In order to let student have a closer look at the detail of the organs, we designed this feature (in the gif below), in which student may walk towards the organs and pick up individual organs to manipulate by saying “rotate” “move” or “scale”. 

As for the organs, the user can click on the "X-RAY" button to see through the patient's body for the purpose of learning the position of the organs inside the body while palpating at the same time. 


NEW UI (Use lines to lead the user)


The line comes out from the organ. Since the field of view is quite limited, I use the line to guild the user to look around in the "world".



MediSIM keeps track of all the necessary steps in the abdominal examination procedure and provides students with a report at the end showing the correct and missing steps.


At first, we decided to use an extra physical button as a trigger for the user to do some interactions. However, after some user testing, we found that it was not intuitive enough and otiose especially since we are using Augmented Reality. Thus we changed it to voice control. The user says certain words ("check") to interact with "the patient".  The last icon is the final one that we are using.

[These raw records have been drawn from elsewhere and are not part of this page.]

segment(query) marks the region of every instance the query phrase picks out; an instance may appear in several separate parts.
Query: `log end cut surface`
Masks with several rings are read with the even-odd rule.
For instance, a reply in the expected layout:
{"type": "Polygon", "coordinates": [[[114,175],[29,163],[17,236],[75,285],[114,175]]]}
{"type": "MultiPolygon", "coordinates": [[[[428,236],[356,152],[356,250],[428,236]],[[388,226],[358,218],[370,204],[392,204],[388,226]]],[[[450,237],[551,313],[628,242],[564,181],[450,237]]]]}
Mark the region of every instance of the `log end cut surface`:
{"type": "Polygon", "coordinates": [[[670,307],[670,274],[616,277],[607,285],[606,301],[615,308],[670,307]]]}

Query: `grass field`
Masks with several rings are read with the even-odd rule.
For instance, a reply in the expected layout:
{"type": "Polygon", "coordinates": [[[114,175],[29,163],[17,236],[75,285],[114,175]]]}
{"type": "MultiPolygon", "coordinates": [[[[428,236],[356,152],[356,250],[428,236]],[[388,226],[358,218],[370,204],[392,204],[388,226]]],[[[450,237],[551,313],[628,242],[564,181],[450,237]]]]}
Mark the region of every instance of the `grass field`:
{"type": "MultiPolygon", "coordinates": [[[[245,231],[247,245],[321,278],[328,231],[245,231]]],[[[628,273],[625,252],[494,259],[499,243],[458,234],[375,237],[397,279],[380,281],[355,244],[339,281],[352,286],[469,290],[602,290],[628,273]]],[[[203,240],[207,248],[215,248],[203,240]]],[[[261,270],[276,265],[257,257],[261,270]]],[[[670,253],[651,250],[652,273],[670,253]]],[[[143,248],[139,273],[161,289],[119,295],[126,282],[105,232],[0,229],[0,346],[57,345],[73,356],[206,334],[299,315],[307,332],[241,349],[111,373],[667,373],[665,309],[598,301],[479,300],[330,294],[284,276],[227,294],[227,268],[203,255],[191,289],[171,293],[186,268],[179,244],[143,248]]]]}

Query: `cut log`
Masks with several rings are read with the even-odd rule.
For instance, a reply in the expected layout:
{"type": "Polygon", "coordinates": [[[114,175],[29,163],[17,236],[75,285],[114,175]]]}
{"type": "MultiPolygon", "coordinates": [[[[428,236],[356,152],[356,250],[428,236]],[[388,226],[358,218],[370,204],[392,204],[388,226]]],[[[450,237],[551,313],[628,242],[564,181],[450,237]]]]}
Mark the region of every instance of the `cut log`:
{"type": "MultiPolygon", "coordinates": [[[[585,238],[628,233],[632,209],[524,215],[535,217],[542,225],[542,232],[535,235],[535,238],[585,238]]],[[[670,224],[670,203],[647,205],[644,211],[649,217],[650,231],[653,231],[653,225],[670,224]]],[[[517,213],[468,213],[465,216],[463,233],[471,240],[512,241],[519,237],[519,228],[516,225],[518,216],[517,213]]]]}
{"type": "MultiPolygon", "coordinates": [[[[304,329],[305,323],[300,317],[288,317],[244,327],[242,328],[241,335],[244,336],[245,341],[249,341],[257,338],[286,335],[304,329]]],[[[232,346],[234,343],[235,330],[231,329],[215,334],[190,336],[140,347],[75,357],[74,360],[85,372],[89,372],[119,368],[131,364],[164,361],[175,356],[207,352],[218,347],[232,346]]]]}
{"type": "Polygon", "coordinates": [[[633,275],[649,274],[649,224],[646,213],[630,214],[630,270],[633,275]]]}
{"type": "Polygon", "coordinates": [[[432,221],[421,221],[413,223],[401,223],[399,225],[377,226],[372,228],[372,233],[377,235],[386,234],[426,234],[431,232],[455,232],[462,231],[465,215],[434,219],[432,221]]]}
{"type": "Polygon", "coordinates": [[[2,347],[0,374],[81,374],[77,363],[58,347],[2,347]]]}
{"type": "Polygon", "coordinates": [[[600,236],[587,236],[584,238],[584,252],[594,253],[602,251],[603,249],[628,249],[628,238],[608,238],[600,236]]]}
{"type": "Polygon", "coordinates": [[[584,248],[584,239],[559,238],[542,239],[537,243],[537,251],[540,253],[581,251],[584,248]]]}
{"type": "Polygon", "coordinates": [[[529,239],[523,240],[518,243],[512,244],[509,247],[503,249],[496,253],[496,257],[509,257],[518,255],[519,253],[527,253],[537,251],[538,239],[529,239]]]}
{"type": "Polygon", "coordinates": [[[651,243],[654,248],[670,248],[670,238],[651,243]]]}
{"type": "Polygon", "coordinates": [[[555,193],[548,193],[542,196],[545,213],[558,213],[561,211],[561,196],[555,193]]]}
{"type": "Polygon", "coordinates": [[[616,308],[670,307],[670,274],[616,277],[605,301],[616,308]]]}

After we got HoloLens, we changed the interactions to a more natural way by just using your hand instead of saying words to the patient, which gives users more control and makes the experience closer to the real situation.



I designed this in order to make sure that the user is wearing the HoloLens right and sees the whole screen.



We have gotten a lot of positive feedback from medical students and industry guests including people from medical and educational industries.